The end of 13.7 contains several notes. My understanding of notes is that they serve as recommendations but don’t carry the same requirements as items in the main body of the standard. Note 1 in the section recommends alternative power sources for critical systems. It’s worth noting, another lithium battery is acceptable as a redundant power source. The second note suggests that BMS should give an audible or visual signal when a disconnect condition is approaching.
I expected the standard would cover external communications in greater depth. An audible signal from a battery deep in a bilge is unlikely to be heard by an operator at the helm. Plus, in many cases, I think communication between the battery and charge sources could be more important than signaling the operator. Ultimately, batteries with external communications via CANBus or similar means can probably do both. I hope that over time the standard will be expanded to help ensure the safest possible operations.
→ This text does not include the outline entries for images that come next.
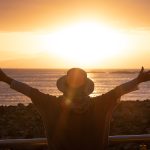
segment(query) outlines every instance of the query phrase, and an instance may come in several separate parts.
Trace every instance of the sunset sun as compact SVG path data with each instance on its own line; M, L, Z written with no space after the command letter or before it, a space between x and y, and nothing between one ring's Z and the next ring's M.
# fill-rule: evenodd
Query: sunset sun
M125 34L96 22L76 23L41 39L47 52L80 66L117 56L128 46Z

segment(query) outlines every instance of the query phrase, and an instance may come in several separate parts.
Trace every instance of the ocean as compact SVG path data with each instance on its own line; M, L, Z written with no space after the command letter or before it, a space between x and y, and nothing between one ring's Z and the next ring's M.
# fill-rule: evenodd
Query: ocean
M116 86L132 80L138 75L136 69L95 69L87 70L88 77L95 83L95 90L90 96L98 96L108 92ZM27 83L44 93L59 96L62 93L56 87L59 77L66 74L64 69L4 69L4 72L15 80ZM150 99L150 82L139 85L139 90L122 96L122 100L146 100ZM0 82L0 105L25 105L31 100L12 89L6 83Z

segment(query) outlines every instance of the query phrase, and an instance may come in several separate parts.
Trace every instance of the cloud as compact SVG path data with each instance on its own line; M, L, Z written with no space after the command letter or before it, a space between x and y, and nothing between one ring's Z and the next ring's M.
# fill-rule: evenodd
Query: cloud
M0 0L1 31L32 31L81 18L150 26L149 0Z

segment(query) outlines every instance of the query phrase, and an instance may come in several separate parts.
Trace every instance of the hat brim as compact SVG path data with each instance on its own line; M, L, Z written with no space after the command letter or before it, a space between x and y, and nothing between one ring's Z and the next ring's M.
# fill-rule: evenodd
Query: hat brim
M64 93L67 90L66 78L67 78L67 75L64 75L57 80L57 88L62 93ZM93 91L94 91L94 82L91 79L87 78L86 84L84 86L84 92L86 95L89 95Z

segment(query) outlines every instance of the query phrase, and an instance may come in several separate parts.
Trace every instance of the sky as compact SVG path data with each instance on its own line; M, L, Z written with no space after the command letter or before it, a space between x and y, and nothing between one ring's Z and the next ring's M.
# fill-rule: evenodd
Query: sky
M150 68L149 0L0 0L1 68Z

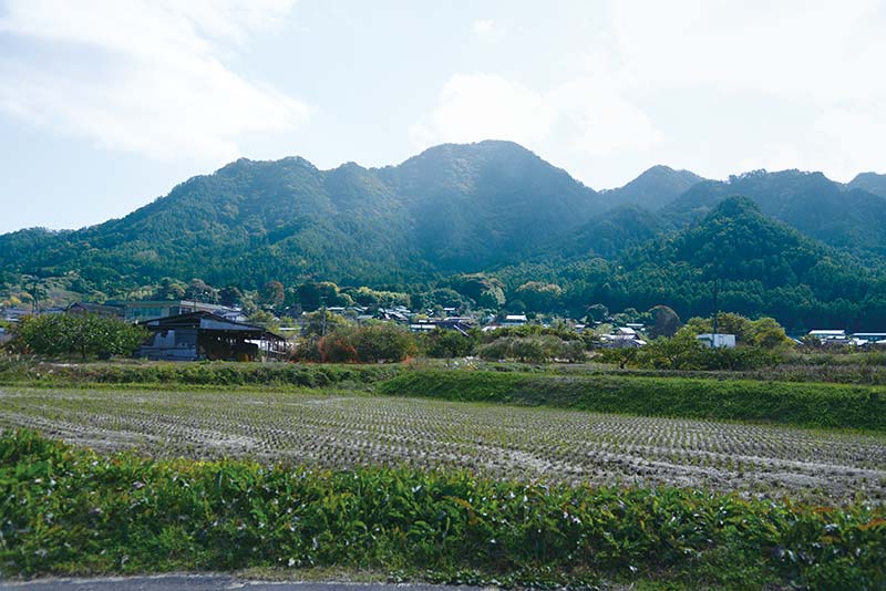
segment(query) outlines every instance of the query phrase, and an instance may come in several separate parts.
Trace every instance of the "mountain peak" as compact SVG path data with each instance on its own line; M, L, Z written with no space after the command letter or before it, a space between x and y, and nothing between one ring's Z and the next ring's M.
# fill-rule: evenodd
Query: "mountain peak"
M849 182L849 188L864 189L874 195L886 197L886 175L861 173Z
M690 170L676 170L657 164L624 187L607 190L605 194L612 206L633 204L658 209L702 180L702 177Z

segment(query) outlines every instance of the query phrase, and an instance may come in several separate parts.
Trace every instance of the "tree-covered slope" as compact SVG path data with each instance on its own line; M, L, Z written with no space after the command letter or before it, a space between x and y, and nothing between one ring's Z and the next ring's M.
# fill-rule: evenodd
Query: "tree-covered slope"
M611 206L637 205L658 209L702 180L702 177L689 170L674 170L669 166L658 165L624 187L601 191L600 196Z
M862 189L880 197L886 197L886 175L877 173L861 173L853 178L848 186L853 189Z
M677 227L697 221L727 197L750 197L813 238L857 255L886 255L886 198L834 183L821 173L759 170L697 184L661 209Z
M594 190L517 144L446 144L379 176L402 196L424 258L444 271L518 260L602 209Z
M595 191L507 142L439 146L383 169L240 159L121 219L0 237L0 266L96 284L418 281L518 260L599 208Z
M698 225L628 250L620 265L615 283L638 309L668 302L683 314L709 314L717 282L720 309L774 315L789 326L845 326L865 310L882 325L886 312L886 284L874 273L745 197L728 198Z

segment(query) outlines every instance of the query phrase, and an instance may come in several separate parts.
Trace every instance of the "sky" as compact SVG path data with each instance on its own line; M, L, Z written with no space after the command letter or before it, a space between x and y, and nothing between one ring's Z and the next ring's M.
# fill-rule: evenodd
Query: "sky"
M656 164L886 172L880 0L0 0L0 232L122 217L239 157L511 139L595 188Z

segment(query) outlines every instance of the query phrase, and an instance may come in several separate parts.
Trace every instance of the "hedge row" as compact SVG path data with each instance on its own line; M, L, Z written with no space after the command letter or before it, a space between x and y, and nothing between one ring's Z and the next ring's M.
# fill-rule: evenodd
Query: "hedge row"
M323 387L389 379L396 365L306 365L295 363L8 363L0 382L71 384L185 384Z

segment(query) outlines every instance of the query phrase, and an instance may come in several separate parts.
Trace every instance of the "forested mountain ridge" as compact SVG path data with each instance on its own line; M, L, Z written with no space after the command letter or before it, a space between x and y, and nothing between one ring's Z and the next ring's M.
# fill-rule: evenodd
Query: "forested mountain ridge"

I’m pleased that the standard requires a manual or collateral literature to be provided with the battery. There’s a litany of manufacturers of lithium batteries, and while some provide excellent information, others give the user little more than a flyer with the battery. Those flyers often don’t have enough information about the recommended operational parameters to ensure safe operation.
Section 13.8 requires that manufacturers supply information on cell chemistry and design, safety hazards specific to the battery, safety features, requirements for safe operation (items like charge and discharge limits, temperature limits, and any external equipment needed for safe operation), any requirements for charge sources, serial and parallel connection capabilities and restrictions, and battery restraining requirements. Additionally, the manual must provide information on the effects of external heat and fire, fire suppression requirements (like a specific fire extinguishing medium), and information on hazardous gasses that can be released. Lastly, the product literature should include information on how to recycle the battery.
One thing not yet required that I hope may be required in the future is information on the specific thresholds at which disconnect events occur. I feel this information is key to designing and installing a safe system. As I was writing this entry, I went and looked at many battery manuals and was pleasantly surprised at the comprehensive manual Battle Born now provides with their batteries. It explicitly spells out the voltages at which high and low voltage disconnects occur, the temperatures at which high and low temp disconnects occur, and the parameters around both high current and short circuit disconnect events.
Overall, I believe LiFePO4 is safer than the lead-acid based batteries we’ve been installing in boats for many decades. LiFePO4 batteries have safety mechanisms in place to shut themselves down if they exit their SOE. Lead Acid batteries don’t. The failures I’ve seen with LiFePO4 batteries are more graceful than the failures with FLA. But, the batteries do store a tremendous amount of energy. Without proper installation and care there is an inherent danger things can wrong with all that energy. Following E-13’s guidance will help ensure safety. I’m also hopeful that E-13’s existence will help with the rocky landscape of insurance companies and lithium batteries on boats.
My friend Rod Collins recently wrote an excellent article for Professional Boat Builder detailing an issue with a solar installation that ultimately resulted in a 12-volt nominal battery bank being charged at over 100 volts! The most impressive thing about this failure is that although the batteries swelled, blew their vent caps, and generally were destroyed, there was no fire, smoke, explosion, or thermal runaway. The entire incident is a reminder that failures don’t occur in isolation and that it can be very difficult to predict what will go wrong and how it will effect the other components in a system.